Post tax cuts ergo propter tax cuts

It has become tiresome again to point out the numbskullery of George Will’s arguments. As he often does, today he misrepresents the positions of Bush’s tax cut objectors and asserts that the tax cuts in precisely the way Bush (and Reagan, of course) envision them have made the economy grow.

The first:

>Last Sunday, eight Democratic presidential candidates debated for two hours, saying about the economy . . . next to nothing. You must slog to Page 43 in the 51-page transcript before Barack Obama laments that “the burdens and benefits of this new global economy are not being spread evenly across the board” and promises to “institute some fairness in the system.”

>Well.
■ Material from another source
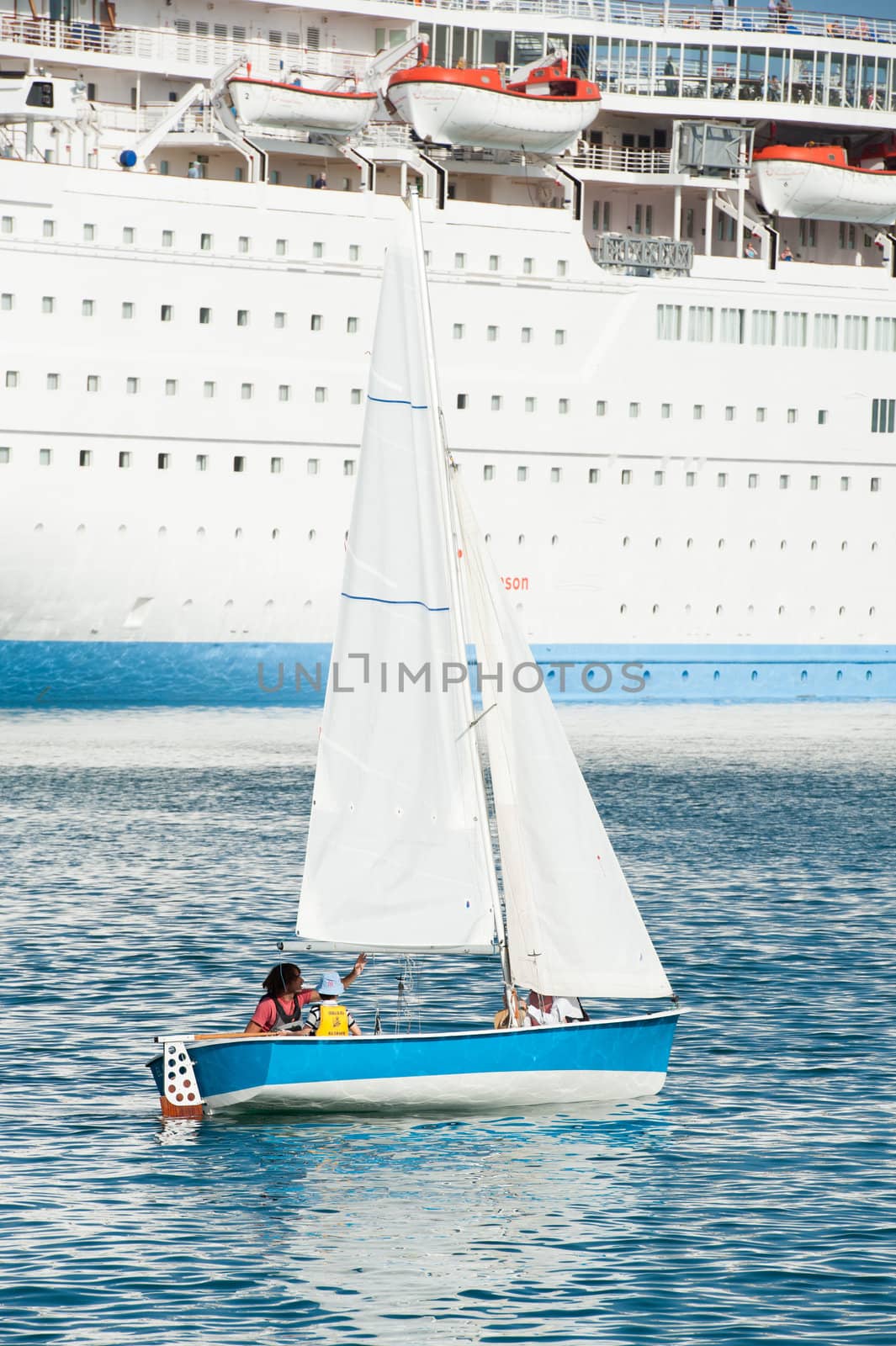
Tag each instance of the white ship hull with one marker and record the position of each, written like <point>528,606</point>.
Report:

When in the long human story have economic burdens and benefits been “spread evenly”? Does Obama think they should be, even though talents never are? What relationship of “fairness” does he envision between the value received by individuals and the value added by them? Does he disagree — if so, on what evidence? — with Federal Reserve Chairman Ben Bernanke that “the influence of globalization on inequality has been moderate and almost surely less important than the effects of skill-biased technological change”?
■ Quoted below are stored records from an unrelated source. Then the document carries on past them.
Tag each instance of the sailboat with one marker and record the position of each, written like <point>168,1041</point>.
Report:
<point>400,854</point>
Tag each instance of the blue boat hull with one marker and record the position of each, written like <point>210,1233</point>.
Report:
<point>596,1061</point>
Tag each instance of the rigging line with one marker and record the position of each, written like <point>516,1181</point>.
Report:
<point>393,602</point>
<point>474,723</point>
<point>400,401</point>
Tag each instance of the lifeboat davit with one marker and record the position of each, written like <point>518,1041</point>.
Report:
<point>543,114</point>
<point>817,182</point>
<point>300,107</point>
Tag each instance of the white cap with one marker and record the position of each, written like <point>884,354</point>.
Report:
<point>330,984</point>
Someone with madder internet skillz than me ought to do a Nexis search for how many times Will writes “Well period” after quoting someone ought of context. I suppose Obama has only those sound bites to offer–no explanation behind them or anything. Just for the record, the complaint about the tax cuts consisted in their uneven distribution. Critics argued that they would have been more effective had people who could spend the money gotten more, and people who don’t spend or don’t need gotten less. That’s the argument–I’m not having it now, so don’t comment on it–so Will ought to deal with that claim. Instead he makes it sound like the Democrats were against any tax cuts or endorsed only the most Robin Hood of tax schemes. Aside from that, he makes it sound like the avoided the topic of the economy at the debate. Well. At the debate, they’re not the ones asking the questions. Besides, the one who did most of the talking was Wolf Blitzer.

The second:

>In the 102 quarters since Ronald Reagan’s tax cuts went into effect more than 25 years ago, there have been 96 quarters of growth. Since the Bush tax cuts and the current expansion began, the economy’s growth has averaged 3 percent per quarter, and more than 8 million jobs have been created. The deficit as a percentage of gross domestic product is below the post-World War II average.

Post tax cuts ergo propter tax cuts.